Cleopatra: Beyond the Myth
- Author: Michel Chauveau
- Translator: David Lorton
- Publisher: Levi, Cornell University Press
- Publication date: 1998
- Published in English: 2002

= Cleopatra: Beyond the Myth =

1998 book by Michel Chauveau

Cleopatra: Beyond the Myth (originally published as Cléopâtre, au-delà du mythe) is a non-fiction book by Michel Chauveau.

== Synopsis ==
The book discusses the life and reign of Cleopatra as reconstructed from surviving historical sources, as well as Cleopatra's reception in historical memory.

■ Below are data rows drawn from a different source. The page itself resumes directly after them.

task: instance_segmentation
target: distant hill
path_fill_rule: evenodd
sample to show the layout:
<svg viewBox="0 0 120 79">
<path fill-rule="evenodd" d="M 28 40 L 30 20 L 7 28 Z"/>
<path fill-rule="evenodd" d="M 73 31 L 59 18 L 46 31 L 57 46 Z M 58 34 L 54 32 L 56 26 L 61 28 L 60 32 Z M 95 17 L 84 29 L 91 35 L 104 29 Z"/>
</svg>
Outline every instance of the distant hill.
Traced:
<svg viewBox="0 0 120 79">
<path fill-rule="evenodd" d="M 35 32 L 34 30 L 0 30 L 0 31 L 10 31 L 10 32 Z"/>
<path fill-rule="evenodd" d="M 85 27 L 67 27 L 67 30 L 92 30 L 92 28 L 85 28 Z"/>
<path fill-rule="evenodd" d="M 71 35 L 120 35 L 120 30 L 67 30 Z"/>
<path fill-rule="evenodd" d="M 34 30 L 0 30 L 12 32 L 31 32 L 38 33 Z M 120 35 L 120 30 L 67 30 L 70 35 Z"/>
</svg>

== Publication and translation. ==
Originally published in French in 1998, an English translation by David Lorton was published by Cornell University Press in 2002.

== Reception ==
The book was generally well received, earning praise for dispelling myths associated with Cleopatra. Historian Prudence Jones, in the Bryn Mawr Classical Review, praised the book's careful analysis of historical sources and its discussion of her reception in later periods. Foy Scalf, writing for the Journal of Near Eastern Studies, praised the book's clarity, conciseness, and handling of Egyptian source material in addition to Classical texts. John Mosher in a review for History, wrote that it "chops away at the vines of Cleopatra legend to lay bare what is known about her from surviving records."

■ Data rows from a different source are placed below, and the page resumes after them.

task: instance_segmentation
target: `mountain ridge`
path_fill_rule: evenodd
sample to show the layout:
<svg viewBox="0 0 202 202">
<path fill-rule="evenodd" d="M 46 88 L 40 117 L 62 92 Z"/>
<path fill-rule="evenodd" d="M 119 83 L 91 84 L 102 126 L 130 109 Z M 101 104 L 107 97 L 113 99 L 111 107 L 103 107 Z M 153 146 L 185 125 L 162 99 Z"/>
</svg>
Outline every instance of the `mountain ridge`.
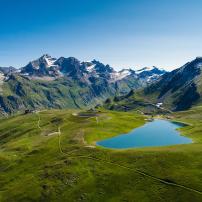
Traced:
<svg viewBox="0 0 202 202">
<path fill-rule="evenodd" d="M 9 114 L 26 109 L 90 108 L 108 97 L 146 86 L 164 73 L 150 81 L 149 72 L 140 78 L 132 69 L 115 71 L 97 60 L 81 62 L 48 54 L 4 72 L 0 77 L 0 108 Z"/>
<path fill-rule="evenodd" d="M 196 57 L 182 67 L 165 73 L 155 84 L 145 88 L 145 95 L 157 91 L 157 102 L 163 102 L 172 110 L 186 110 L 201 97 L 202 57 Z M 182 106 L 182 103 L 184 106 Z"/>
<path fill-rule="evenodd" d="M 67 68 L 68 67 L 68 68 Z M 63 74 L 68 74 L 69 76 L 74 75 L 74 73 L 97 73 L 99 75 L 108 74 L 106 76 L 111 76 L 113 79 L 119 79 L 119 76 L 123 78 L 123 72 L 127 72 L 125 76 L 140 75 L 142 79 L 147 76 L 152 76 L 153 73 L 156 75 L 164 74 L 166 71 L 160 68 L 155 67 L 154 69 L 145 69 L 141 74 L 138 72 L 139 70 L 133 69 L 121 69 L 120 71 L 114 70 L 110 65 L 104 65 L 103 63 L 92 60 L 90 62 L 80 62 L 75 57 L 59 57 L 53 58 L 48 54 L 44 54 L 40 58 L 29 62 L 26 66 L 20 68 L 21 73 L 25 75 L 28 74 L 29 76 L 62 76 Z M 147 75 L 149 72 L 149 75 Z M 111 75 L 110 75 L 111 74 Z M 120 75 L 119 75 L 120 74 Z M 83 76 L 83 75 L 80 75 Z M 110 78 L 109 78 L 110 79 Z"/>
<path fill-rule="evenodd" d="M 202 103 L 202 57 L 164 73 L 158 80 L 131 95 L 116 98 L 106 106 L 113 109 L 138 107 L 157 108 L 164 111 L 182 111 Z"/>
</svg>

A review by archaeologist Susan Walker, published in the International Journal of the Classical Tradition, was more critical, noting that Chauveau's work did include many of his own assumptions and personal interpretations despite ostensibly seeking to dispel myths. In particular, Walker noted his harsh attitude towards Ptolemy XII Auletes' reign and his theories about the mother of Cleopatra.